Setting out to build a custom smart farming system

First and foremost, agribusinesses should invest in an autonomous end-to-end system that gathers and processes data. A custom smart farming system can gather valuable data, give actionable outcomes, and put them into practice. In such a way, agricultural companies save thousands of human hours by collecting and analysing the perfect growth conditions using cameras, sensors, and drones.

 

Understanding what data is useful is critical to success. For instance, extended light exposure for wheat or chickpeas results in shorter crop cycles, but technology can be the driver for understanding the precise accelerative factors for other crops. By measuring certain types of data, for instance light intensity, temperature, and levels of nutrients, this can help shorten the crop cycle.

 

How AI is key to increasing the number of crop cycles

Adapting the different conditions required for crop growth means measuring the exact accelerative factors for each type of crop. This is where precision technology, such as AI, has the advantage over human expertise.

 

Advanced agribusinesses are adopting a classic smart farming system, which consists of cameras and sensors, gateways, data storage, analytics, and an implementation layer.

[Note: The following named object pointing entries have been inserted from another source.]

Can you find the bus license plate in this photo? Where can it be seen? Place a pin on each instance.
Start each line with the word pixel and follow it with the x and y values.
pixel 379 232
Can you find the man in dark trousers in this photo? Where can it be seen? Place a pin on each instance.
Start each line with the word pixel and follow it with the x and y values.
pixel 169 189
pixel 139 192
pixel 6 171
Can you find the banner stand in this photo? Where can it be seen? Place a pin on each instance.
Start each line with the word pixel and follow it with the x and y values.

AI resides in the analytics and implementation layers of the system and transforms all bits of data into actionable insights, helping farmers use less to grow more. By using remote and smart sensors, drones, GPS sensors, and guidance technologies, farms can use less water, land, herbicides, and insecticides.

 

The implementation of data generation through sensors and aerial images for crops can lead to an increase in crop productivity through deep-learning technology. A smart system aided with IR cameras, sensors, and computer vision can detect and measure real-time, in-field data on crops, equipment, inputs, and weather conditions. It might be the slightest fluctuations in temperature and humidity can make all the difference to crop performance. The technology is able to detect growth anomalies and diseases, understand when a plant is ripe for harvesting, and monitor hundreds of aspects which are beyond human capability.